Packers Release Jordy Nelson

I'm curious what point you disagree with TW.​

Why would I agree? I believe McCarthy is less than straight-forward in his decisions, and has a penchant for throwing people under the bus. If you disagree, that's fine, but I disagree with you as strongly as you disagreed with what I said. Either way, it's simply conjecture on both our parts as to what happened.
 
I personally think we should have cut Cobb, Jordy, and Matthews. Then signed a CB, a safety, and OLB in FA. I would have then drafted 2 WRs, a TE, and some OL. But I am not a GM, nor do I want to be.
IMO, it is weird we keep Cobb and Matthews when both have not lived up to their contracts. At least in the last 3 years.
Why are they still with us???
 
Matthews and Cobb have not lived up to their contracts, but that just makes them like a hundred other players in the league. Sometimes you are paying guys for past performance. Sometimes you are paying guys because it's good overall "P.R." for the locker room. In my mind CM3 is overpaid, but can still be valuable to this team so he's the last of the three that I cut.

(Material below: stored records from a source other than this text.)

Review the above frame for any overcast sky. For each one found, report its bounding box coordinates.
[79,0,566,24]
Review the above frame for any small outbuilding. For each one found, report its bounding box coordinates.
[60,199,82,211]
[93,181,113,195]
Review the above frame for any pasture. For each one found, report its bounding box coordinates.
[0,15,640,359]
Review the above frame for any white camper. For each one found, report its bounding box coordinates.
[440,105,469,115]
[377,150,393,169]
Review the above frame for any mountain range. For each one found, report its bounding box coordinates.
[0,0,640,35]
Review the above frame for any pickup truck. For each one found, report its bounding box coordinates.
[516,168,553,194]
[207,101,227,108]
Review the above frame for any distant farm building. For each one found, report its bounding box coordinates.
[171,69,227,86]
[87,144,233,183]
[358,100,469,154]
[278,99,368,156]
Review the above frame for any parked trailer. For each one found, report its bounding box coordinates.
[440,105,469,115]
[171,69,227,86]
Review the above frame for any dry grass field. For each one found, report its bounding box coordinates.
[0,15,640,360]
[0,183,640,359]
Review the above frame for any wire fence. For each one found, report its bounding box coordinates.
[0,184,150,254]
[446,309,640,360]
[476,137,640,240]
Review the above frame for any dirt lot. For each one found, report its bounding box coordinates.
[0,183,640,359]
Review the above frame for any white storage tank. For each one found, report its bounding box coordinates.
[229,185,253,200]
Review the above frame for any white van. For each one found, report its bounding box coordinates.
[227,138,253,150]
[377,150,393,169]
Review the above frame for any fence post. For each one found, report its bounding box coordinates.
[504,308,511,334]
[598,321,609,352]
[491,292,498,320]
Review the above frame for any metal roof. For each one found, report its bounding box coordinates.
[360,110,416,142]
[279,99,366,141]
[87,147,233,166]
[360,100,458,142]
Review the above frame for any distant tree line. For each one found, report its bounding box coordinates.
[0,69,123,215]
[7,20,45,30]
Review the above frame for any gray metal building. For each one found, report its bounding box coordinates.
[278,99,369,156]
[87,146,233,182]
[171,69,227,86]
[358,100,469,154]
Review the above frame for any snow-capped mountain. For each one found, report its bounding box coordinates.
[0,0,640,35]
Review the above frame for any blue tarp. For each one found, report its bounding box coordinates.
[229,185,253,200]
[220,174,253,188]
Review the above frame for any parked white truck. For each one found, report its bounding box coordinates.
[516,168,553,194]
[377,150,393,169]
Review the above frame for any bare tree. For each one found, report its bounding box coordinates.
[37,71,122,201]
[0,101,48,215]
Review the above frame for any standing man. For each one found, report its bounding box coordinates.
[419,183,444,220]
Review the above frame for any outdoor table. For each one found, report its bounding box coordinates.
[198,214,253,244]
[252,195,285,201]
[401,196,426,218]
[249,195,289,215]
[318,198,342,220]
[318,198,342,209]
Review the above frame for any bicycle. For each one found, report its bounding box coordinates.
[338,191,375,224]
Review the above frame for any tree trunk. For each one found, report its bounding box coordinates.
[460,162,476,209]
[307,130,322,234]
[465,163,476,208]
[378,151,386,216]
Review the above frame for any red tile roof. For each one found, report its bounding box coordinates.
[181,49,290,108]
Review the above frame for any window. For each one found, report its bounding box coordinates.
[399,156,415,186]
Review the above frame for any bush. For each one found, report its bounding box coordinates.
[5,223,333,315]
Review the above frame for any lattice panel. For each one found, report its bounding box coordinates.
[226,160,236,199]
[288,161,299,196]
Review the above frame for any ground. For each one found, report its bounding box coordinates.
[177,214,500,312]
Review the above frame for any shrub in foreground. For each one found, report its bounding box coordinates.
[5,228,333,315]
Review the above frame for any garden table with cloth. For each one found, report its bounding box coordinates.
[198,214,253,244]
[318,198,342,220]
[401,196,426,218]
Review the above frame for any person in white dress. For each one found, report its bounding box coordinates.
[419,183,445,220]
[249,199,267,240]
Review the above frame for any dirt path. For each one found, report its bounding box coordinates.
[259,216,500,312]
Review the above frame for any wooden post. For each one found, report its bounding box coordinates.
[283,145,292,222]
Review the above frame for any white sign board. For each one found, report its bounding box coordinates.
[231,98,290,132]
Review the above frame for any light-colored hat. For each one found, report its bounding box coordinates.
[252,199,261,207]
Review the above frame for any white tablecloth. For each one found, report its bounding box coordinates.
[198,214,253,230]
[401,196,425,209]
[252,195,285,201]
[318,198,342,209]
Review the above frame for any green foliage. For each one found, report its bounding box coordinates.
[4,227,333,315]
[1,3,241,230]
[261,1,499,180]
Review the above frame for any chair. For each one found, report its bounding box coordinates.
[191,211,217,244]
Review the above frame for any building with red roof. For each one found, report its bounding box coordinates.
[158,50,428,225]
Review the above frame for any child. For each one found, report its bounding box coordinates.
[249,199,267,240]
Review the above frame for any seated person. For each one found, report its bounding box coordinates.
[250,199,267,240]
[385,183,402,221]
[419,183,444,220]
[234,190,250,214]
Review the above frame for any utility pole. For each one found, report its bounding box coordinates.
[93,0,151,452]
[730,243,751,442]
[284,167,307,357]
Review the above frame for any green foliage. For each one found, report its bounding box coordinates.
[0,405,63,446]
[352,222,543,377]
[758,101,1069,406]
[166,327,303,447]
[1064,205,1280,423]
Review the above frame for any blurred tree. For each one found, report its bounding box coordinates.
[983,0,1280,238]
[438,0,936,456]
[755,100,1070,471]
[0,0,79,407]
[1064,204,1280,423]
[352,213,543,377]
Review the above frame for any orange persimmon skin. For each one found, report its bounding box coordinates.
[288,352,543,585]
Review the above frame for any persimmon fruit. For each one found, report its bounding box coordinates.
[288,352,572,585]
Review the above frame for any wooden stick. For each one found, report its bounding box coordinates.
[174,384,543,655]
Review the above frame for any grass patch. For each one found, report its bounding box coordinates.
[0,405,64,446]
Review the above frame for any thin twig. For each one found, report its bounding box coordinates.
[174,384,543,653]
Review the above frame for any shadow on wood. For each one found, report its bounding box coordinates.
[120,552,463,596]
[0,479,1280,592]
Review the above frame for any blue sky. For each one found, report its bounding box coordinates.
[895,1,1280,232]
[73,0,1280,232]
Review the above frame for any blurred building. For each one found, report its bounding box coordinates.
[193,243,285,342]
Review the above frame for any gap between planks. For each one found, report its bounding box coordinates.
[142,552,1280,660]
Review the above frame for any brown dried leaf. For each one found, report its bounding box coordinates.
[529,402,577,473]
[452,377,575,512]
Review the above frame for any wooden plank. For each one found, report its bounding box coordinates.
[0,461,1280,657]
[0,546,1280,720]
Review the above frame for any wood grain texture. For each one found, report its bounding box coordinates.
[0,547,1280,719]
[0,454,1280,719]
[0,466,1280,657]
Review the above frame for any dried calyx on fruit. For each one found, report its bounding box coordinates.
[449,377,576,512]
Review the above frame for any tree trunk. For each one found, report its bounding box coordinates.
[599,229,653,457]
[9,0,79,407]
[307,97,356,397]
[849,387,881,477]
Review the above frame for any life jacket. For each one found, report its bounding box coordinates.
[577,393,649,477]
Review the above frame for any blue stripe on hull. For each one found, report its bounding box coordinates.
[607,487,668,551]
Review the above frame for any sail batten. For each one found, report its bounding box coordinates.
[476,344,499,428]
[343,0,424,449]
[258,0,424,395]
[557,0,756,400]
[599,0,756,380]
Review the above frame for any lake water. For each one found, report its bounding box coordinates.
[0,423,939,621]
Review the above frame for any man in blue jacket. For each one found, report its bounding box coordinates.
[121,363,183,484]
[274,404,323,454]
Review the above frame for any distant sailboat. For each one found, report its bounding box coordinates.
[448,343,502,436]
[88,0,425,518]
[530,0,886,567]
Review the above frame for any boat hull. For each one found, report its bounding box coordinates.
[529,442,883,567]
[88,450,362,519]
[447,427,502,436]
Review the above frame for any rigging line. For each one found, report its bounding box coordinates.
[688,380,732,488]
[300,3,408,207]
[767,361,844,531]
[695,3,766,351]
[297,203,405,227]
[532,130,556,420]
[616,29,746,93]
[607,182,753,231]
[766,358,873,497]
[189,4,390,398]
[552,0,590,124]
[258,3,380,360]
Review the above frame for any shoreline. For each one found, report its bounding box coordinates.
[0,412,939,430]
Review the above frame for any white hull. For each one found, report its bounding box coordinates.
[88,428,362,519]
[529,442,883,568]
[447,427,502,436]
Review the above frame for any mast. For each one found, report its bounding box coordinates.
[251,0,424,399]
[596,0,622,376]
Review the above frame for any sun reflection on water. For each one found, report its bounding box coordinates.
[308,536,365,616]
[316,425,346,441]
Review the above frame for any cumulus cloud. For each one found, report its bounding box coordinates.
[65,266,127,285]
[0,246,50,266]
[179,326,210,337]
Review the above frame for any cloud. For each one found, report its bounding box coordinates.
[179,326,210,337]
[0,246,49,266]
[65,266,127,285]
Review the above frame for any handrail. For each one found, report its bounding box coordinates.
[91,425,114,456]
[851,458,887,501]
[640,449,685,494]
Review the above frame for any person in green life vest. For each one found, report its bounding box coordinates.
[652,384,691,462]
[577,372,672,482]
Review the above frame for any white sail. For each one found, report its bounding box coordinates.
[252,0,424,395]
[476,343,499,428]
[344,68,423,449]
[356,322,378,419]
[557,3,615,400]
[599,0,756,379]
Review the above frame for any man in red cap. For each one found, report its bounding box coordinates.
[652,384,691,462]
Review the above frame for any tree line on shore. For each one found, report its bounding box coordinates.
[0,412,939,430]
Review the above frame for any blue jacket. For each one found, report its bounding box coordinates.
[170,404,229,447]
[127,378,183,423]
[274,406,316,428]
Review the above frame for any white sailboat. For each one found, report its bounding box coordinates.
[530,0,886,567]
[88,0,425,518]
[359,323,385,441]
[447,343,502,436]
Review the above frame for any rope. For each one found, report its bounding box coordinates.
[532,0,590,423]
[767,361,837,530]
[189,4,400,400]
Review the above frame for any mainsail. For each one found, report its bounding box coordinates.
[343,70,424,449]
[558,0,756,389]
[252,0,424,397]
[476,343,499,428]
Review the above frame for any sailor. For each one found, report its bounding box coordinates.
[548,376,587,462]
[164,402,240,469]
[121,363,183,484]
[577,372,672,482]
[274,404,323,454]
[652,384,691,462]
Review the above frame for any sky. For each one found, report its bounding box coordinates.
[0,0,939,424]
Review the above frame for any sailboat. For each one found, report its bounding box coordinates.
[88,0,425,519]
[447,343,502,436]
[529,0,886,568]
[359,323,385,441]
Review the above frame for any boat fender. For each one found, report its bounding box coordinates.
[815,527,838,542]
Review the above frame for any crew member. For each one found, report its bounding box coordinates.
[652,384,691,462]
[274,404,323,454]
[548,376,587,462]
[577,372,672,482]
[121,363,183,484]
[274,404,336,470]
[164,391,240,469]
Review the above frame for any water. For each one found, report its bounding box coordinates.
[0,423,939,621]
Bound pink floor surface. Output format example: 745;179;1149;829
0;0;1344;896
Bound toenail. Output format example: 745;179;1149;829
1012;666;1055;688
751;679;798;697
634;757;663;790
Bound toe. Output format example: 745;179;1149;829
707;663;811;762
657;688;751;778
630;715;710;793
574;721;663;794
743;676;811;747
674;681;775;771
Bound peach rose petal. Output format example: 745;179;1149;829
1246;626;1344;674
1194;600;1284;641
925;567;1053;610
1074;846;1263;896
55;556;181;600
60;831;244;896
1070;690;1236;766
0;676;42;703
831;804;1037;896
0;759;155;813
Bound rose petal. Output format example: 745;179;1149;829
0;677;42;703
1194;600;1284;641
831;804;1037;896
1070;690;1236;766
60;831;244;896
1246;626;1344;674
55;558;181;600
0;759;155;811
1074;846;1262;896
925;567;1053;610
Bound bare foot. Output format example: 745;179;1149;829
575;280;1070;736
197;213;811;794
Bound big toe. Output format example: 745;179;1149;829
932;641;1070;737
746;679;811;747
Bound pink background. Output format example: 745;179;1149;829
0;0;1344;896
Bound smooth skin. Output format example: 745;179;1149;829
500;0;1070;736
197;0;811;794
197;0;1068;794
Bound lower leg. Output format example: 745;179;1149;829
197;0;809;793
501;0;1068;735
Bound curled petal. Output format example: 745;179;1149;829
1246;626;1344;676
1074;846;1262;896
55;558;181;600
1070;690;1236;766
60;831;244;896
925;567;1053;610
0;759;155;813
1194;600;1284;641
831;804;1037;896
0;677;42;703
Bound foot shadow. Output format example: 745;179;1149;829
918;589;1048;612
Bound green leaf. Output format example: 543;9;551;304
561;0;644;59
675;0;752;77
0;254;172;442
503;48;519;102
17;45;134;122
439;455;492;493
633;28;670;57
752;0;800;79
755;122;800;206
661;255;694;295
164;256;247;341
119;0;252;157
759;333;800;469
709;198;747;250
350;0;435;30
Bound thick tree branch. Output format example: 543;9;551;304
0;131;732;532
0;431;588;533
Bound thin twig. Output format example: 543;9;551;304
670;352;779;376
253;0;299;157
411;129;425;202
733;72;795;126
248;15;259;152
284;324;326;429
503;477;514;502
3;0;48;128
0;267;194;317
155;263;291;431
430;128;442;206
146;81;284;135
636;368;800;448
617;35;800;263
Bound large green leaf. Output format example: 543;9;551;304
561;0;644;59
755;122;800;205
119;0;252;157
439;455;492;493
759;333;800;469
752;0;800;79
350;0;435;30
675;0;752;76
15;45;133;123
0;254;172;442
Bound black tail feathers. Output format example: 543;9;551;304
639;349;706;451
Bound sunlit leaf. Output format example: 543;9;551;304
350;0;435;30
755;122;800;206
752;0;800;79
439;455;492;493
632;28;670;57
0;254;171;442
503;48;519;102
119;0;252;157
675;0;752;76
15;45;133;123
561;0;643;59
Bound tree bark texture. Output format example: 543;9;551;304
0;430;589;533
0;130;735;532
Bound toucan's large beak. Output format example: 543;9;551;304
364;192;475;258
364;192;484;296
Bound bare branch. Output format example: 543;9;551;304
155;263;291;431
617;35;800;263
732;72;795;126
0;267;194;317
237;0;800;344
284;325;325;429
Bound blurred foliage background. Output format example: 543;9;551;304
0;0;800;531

Maybe cutting them is/was part of the plan but they couldn't get any other FAs to bite. Sounds like they were in on some other guys but couldn't get deals done. Maybe Jordy was just first on the list and he was cut because the Graham and Wilkerson deals got done. Maybe Cobb was next if the Bears had declined to match for Fuller.
 
It's interesting how NFL teams pay players. When they sit down to evaluate someone for a new contract, they gauge their value based on how they've played over the terms of the ending contract. They use that, to sign them.

Then, when that contract nears the end, they say that the guy didn't play up to the standards of the contract he was given.

It's a catch point here simply because a player rarely lives up to, or exceeds, what was expected of them during that second contract. Towards the end, they're usually broken down by injuries, and a natural lesser ability to perform. Yet, teams continually use that criteria - not living up to contract - to cut ties with them.

The fact is, teams put themselves into this predicament through how they write contracts. Most of them are so back loaded that they find it easier to cut ties with a guy with one year left on a contract, or right after it expires, because they spent too much basing the contract on past performances, not "expected performance," no matter what they say.

The whole reason for them saying what they do is so they don't have to admit they don't really know how to judge where a player will be compared to where they were. When they begin to realize this, they might find they can make better decisions on who to keep, and cut. Until then, they're going to over pay in contract two, and opt out of a contract negotiation for contract three. That's exactly why we got Charles Woodson, and why we should be looking at more players like him, who believe in physical conditioning, along with a life-style that will make their careers last longer.

Just my opinion.
 
So who steps into Jordy's leadership role? Who on the team has that in them to replace his presence in the locker room and on the field?
 
So who steps into Jordy's leadership role? Who on the team has that in them to replace his presence in the locker room and on the field?
Hmmm... Good question
I never really thought of Jordy as a leader. He wasn't your prototypical vocal leader but I'm sure he was a leader in his veteran status alone.
Jimmy Graham as the veteran leader. Davante Adams as the vocal leader.